Il est moins intéressé par le gynécologue-obstétricien (ce nom composé fait encore plus savant !) que par l’autre femme présente dans la pièce. Il s’agit de la sage-femme, que le docteur appelle Jeanne. « Sage-femme ? Qu’est-ce que c’est que ce métier ? Être sage est certes une qualité appréciable, mais en aucun cas une profession ! On est dans les années soixante, alors je suspecte que ça, c’est encore un truc du MLF. Si ça continue, d’ici un demi-siècle, les wokistes et autres extrémistes de la théorie du genre s’amuseront à féminiser tous les noms de profession. Nous aurons des autrices, des damesdarmes, des mairesses, des maîtresses-chiennes et des sapeuses pompières… » Ces dernières professions résonnent aux oreilles de Petit-Zef comme des titres de films pornographiques. Il est décidément très précoce, ce gamin.
« Le féminin des noms en "aire" est particulièrement laid. » Si l’on accepte de dire une mairesse, alors on doit dire une militairesse et une commissairesse. « Alles klar, Frau Kommissar ! » Et une émissairesse : afin d’élever la condition féminine, on ne parlera donc plus de bouc émissaire pour les femmes, mais de chèvre émissairesse ! C’est tellement plus respectueux…
Petit-Zef comprend alors que ce n’est pas en féminisant les mots que l’on respectera plus les femmes ! C’est même souvent l’inverse, ça les fait passer pour des prostituées :
Petit-Zef pourrait trouver des exemples à l’infini. Et l’inverse, alors ? Quid de la masculinisation des noms féminins ? Comment doit-on appeler les hommes qui exercent le noble métier de sage-femme ? Des hommes-sages, peut-être ? Non, décidément Petit-Zef trouve que tout cela est ridicule. Homme-sage lui fait trop penser à Homme-singe.
« Tarzan l’homme-sage aime Jeanne la sage-femme », ironise-t-il. Grotesque !
En tous cas, la Jeanne en question, avec ses yeux délavés et sa chevelure blond platine, a bien le type flamand. Elle est originaire d’Arques, près de Saint-Omer. C’est pour ça que tout le monde l’appelle Jeanne dans le service. Ce n’est pas son vrai nom, mais Jeanne d’Arques, ça les amuse. « Avec des cheveux blond platine coupés au carré, moi je l’appellerai plutôt Mireille d’Arques… »
« Ce nouveau-né fait un ictère du nourrisson », dit pompeusement le gynécologue-obstétricien. Ces médecins, toujours à inventer des termes compliqués pour impressionner les néophytes ! Il n’peut pas dire une jaunisse, comme tout le monde ?
Cheveux bruns, yeux noirs et peau bronzée par la jaunisse, Petit-Zef ne ressemble pas du tout à un Flamand. D’ailleurs dans les jours qui suivent tout le service appelle le petit de la chambre numéro quarante, l’Italien.
« J’suis pas un Italien ! J’suis juste un Flamand qu’a bronzé ! »
*
* *
Voilà pour les origines. Nous aurions pu appeler ce premier chapitre « La Genèse », mais le titre était déjà pris par un autre best-seller avec lequel nous n’avons pas la prétention de rivaliser. Nous avons cru bon de narrer les origines de Petit-Zef afin de mieux comprendre les traits de caractère de l’adulte qu’il est devenu.

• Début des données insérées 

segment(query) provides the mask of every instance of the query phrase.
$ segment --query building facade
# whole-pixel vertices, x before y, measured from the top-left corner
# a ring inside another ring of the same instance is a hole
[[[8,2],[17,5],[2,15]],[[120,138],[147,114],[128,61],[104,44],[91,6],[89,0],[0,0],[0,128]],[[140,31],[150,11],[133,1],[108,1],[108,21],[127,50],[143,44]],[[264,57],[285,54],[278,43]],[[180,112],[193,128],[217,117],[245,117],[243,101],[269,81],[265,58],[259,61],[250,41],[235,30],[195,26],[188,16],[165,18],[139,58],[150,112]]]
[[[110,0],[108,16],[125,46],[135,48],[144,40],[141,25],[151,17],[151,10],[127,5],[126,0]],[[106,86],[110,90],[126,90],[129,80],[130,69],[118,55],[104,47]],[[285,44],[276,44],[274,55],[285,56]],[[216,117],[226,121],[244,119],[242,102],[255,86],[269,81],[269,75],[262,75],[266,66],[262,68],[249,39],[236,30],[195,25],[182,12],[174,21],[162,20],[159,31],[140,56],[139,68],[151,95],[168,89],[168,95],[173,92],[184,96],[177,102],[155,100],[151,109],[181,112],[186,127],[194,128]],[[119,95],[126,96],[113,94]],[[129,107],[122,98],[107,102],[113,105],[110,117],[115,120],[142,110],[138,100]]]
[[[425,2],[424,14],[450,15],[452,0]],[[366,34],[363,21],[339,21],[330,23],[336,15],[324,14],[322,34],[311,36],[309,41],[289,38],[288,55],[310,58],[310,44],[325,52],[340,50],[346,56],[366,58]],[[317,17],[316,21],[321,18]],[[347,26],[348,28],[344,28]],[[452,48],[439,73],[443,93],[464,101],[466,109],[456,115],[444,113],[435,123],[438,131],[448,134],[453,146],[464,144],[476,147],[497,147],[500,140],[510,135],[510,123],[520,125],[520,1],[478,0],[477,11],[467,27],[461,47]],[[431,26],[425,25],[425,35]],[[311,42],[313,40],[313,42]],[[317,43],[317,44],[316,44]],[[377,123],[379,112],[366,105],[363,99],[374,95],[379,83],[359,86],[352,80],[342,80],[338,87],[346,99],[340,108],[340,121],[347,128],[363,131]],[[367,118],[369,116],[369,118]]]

« Genèse, genèse… gêne-aise ? Quel oxymore ! Deux mots comme la gêne et l’aise ne peuvent pas être plus opposés » puis de continuer : « Oxymore, oxymore… ça me fait penser à oxygène. Oxygène, oxy-gêne, c’est l’opposé d’oxy-aise ? »
« Mais le cerveau de ce gamin ne fait donc jamais de pause ! » dit Papa.